Minister Laments Weak Food System as Stakeholders Explore Measures to Reposition Agriculture

Minister of State, Agriculture and Rural Development, Alhaji Mustapha Baba-Shehuri

Minister of State, Agriculture and Rural Development, Alhaji Mustapha Baba-Shehuri

By James Emejo and Folalumi Alaran

The Minister of State for Agriculture and Rural Development, Mustapha Shehuri, yesterday said the country’s food system was weak and vulnerable to shocks.

Also, the Minister of Agriculture and Rural Development, Alhaji Sabo Nanono, said unemployment remained the greatest problem currently facing the country.
He disagreed with suggestions that food insecurity currently posed a greater danger.

Both ministers spoke in Abuja at the ongoing 2021 edition of the Feed Nigeria Summit, themed: “Post-COVID19: A Repaired Food System, Pathway to a Revived Economy”.

However, Shehuri who was represented by the Director, Federal Department of Agriculture, Hajia Karima Babangida, tasked participants at the summit to assist in re-examining the weak link in the food system with a view to strengthening it for an agricultural system that will work for Nigeria and stabilise food security.
He said,”There is no doubt that the current Nigerian food system is weak and vulnerable to shock. The summit, no doubt will assist the ministry to re-examine the weak link with a view to strengthen it for an Agricultural System that will work for Nigeria and stabilize the Food Security.”
He added that the federal government was determined to create a functional food system that will guarantee all citizens an unrestricted access to good quality nutritious and safe food.
“This underscores the various programmes and interventions that are on-going in the ministry in areas of agricultural livelihood and supports, food safety and provision of infrastructures in different ecological areas of the country”, he said.
Shehuri said that the country must rise to overcome challenge of poor quality food supplies, hunger, malnutrition and improper food habit of promoting food wastage.
According to him,”This is the acceptable consumption behaviour globally that an average Nigerian especially in the urban areas pays little or no attention.
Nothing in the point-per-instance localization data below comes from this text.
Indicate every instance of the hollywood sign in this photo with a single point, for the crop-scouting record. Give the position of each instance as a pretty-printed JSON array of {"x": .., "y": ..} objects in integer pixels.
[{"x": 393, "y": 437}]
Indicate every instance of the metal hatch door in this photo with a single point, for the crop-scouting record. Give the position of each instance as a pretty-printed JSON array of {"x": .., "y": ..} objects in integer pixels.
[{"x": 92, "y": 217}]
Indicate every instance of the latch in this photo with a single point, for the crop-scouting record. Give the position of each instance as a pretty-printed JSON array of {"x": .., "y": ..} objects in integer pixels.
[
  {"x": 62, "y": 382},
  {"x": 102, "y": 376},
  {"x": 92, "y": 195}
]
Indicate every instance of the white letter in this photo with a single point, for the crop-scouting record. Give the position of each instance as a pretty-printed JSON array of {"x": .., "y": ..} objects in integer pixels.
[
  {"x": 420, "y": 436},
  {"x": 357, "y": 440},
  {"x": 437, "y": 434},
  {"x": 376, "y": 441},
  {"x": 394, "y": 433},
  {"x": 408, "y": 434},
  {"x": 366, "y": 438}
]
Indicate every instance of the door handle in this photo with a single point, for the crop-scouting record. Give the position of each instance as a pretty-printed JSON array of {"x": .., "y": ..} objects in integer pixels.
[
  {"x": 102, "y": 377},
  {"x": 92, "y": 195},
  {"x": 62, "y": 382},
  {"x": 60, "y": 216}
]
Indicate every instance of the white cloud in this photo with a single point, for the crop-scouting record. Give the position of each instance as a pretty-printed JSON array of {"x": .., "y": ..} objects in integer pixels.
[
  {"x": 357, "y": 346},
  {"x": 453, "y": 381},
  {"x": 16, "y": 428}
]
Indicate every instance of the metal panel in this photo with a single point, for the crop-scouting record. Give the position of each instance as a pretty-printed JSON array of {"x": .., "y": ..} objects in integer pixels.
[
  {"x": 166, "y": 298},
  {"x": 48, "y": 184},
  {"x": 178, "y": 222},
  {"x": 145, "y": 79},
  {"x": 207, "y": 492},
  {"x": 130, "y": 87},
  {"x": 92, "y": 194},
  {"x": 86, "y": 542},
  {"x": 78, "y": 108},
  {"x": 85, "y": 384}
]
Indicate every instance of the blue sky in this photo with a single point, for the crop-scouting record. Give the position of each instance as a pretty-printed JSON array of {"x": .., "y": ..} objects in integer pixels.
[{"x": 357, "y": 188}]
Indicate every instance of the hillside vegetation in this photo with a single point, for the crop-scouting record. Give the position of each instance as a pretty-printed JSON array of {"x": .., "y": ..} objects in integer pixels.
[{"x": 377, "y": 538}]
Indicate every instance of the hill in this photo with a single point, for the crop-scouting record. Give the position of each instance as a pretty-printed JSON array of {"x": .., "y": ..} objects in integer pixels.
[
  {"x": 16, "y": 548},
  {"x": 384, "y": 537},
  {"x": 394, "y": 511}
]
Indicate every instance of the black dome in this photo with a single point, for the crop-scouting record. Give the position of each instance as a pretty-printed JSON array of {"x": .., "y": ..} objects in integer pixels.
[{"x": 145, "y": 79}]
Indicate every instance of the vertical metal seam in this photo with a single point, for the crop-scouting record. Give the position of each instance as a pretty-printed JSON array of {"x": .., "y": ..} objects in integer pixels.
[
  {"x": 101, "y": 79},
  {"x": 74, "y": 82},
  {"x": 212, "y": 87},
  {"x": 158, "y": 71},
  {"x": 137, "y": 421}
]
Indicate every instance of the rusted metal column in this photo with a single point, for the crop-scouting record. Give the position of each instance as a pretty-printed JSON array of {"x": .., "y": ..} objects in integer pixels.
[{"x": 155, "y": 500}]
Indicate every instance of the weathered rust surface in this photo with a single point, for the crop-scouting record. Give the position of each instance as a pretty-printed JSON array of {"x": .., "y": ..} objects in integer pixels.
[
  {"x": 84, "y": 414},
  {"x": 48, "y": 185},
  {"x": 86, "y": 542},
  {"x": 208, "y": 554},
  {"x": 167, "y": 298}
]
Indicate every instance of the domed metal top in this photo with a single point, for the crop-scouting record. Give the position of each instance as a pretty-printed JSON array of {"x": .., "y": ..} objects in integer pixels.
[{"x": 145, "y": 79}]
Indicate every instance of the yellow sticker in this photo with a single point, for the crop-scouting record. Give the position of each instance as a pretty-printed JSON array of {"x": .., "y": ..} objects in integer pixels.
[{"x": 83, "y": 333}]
If we devote so much to produce, we should pay more attention to avoid waste because of its economic and environmental impact negatively.”
Nanono, however, argued that though the country may produce enough food to eat but people still sleep with hunger because they lacked adequate money to buy food- given that many do not have jobs.
He said,”If we do not focus on how to remove this fundamental issue of unemployed youths and move them to be gainfully employed we are doing nothing.
“Unless we create that relationship and make it strong, the poverty we are talking about will not go away”.
The minister specifically lamented how the country lost its bearing in the textile industry which used to be a major employer of labour in the 1980s before the sector lost its steam in subsequent years.
He, nonetheless commended recent initiatives by some agricultural industrialists, pointing out that with the ongoing massive investment in sugar, Nigeria will be self-sufficient in the production of the commodity in the next two years, thereby meeting the 1.5 million tones in annual demand.
The minster also announced that the mechanization policy if the government would kick off by first quarter of next year, 2022 adding that it will cover 632 Local Government Areas, ‘private sector driven services centers, with equipped tractors, farming implements, storage and IT facilities.
The minister said the ministry remained committed to working to support key value chain activities including input distribution, farm production, processing, distribution and marketing by providing better coordination and infrastructural support.
He said the government will also continue to deliver interventions that address the challenges in the value chain to ensure that the post- COVID-19 agricultural sector is strengthened and positioned for growth.